Bisnis.com, JAKARTA — Anggota Komisi IV DPR RI Daniel Johan mendukung kebijakan Presiden Prabowo Subianto yang mengizinkan Indonesia ekspor beras ke luar negeri.
Meski demikian, ia mengingatkan agar pemerintah mengutamakan kepentingan nasional dan kesejahteraan petani sebelum memutuskan untuk mengekspor beras.
"Kita support untuk ekspor, tapi harus dipastikan kebutuhan nasional aman dan minimal tidak ada lagi berita tentang impor beras, prioritas pertama dan utama adalah Indonesia mandiri dan berdaulat pangan, setelah tercapai dan berlebih baru kita ekspor," kata Daniel Johan dalam keterangan tertulis, Minggu (27/4/2025).
Untuk diketahui, Presiden Prabowo belum lama ini mengungkapkan saat ini produksi beras di Indonesia melimpah dan pasokan pemerintah sudah melampaui kebutuhan yang ada.
Lebih lanjut, dia mengatakan kini beberapa negara sudah mulai melakukan pendekatan agar Indonesia mau berbagi pasokan beras.
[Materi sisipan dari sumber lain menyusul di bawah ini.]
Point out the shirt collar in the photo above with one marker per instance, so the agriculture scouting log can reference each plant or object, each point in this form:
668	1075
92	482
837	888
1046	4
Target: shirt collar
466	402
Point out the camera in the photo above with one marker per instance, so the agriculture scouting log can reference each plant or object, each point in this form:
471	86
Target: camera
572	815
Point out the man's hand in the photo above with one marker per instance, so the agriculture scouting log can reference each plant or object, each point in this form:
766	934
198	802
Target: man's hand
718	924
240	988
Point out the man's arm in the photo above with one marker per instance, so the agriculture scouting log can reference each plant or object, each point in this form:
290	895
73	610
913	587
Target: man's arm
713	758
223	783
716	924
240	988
Prabowo pun mengizinkan pengiriman beras atau ekspor ke negara lain dengan alasan memenuhi asas kemanusiaan. Bahkan saat beras diekspor, Prabowo meminta jangan terlalu banyak mencari untung, yang penting bisa balik modal sudah cukup.
Baca Juga
Menanggapi hal tersebut, Daniel mengaku sepakat dengan Prabowo agar Indonesia membantu negara lain yang membutuhkan.
“Tapi sebelum membuka keran ekspor, kita minta Pemerintah memastikan harga gabah dibeli secara adil, tata niaga beras dikendalikan negara, dan tidak ada kelangkaan yang hanya akan menyuburkan spekulasi dan keresahan publik,” ungkap Politisi Fraksi PKB ini .
Daniel juga mengingatkan agar kebijakan pangan, terutama beras, harus menyatu dalam kerangka ketahanan nasional.
“Karena sekali kita menyerahkan stok kepada pasar global, maka harga pangan dalam negeri tak lagi bisa dijamin oleh semangat konstitusi, melainkan akan ditentukan oleh kalkulasi dagang yang dingin dan tak mengenal keadilan sosial," tutur Daniel.
Dalam kesempatan yang sama, Daniel pun menyinggung data harga gabah kering panen (GKP) di tingkat petani yang saat ini justru di bawah Harga Pembelian Pemerintah (HPP) yakni Rp 6.500 per kg seperti yang sudah ditetapkan pemerintah. Kondisi ini, kata Daniel, menimbulkan kekhawatiran bahwa surplus beras nasional belum sepenuhnya berhasil.
“Kebijakan ekspor beras tidak bisa dilepaskan dari realitas di lapangan. Jika petani tidak mendapat harga yang layak, dan distribusi pangan masih dikuasai segelintir pelaku, maka ekspor hanya akan menambah jurang ketimpangan,” ujarnya.
Selain itu, Daniel juga menyoroti sejarah Indonesia yang pernah mengalami krisis pangan, seperti pada 1998. Dia harap pengalaman-pengalaman ini dapat menjadi bahan pertimbangan dari pemerintah.
“Kita harus belajar dari pengalaman. Negara-negara yang terburu-buru mengekspor bahan pangan sebelum sistem domestik kuat justru menghadapi lonjakan harga dan gejolak sosial. Jangan sampai kita mengulangi kesalahan yang sama,” ucap Legislator dari Dapil Kalimantan Barat I itu.
Oleh karenanya, Daniel mengingatkan agar keputusan ekspor harus didasarkan pada kalkulasi yang adil dan menyeluruh. Termasuk memastikan tersedianya cadangan pangan yang memadai sebelum melakukan ekspor, harga gabah stabil dan menguntungkan bagi petani, serta tidak ada kelangkaan di pasar domestik.
“Dalam konstitusi, pangan adalah hak warga negara. Maka, kebijakan beras harus berangkat dari semangat melindungi rakyat, bukan semata untuk meraih keuntungan dagang," tegas Daniel.
"Pemerintah harus berpijak pada keadilan bagi petani sebagai produsen, masyarakat sebagai konsumen, dan negara sebagai penjaga stabilitas,” pungkasnya.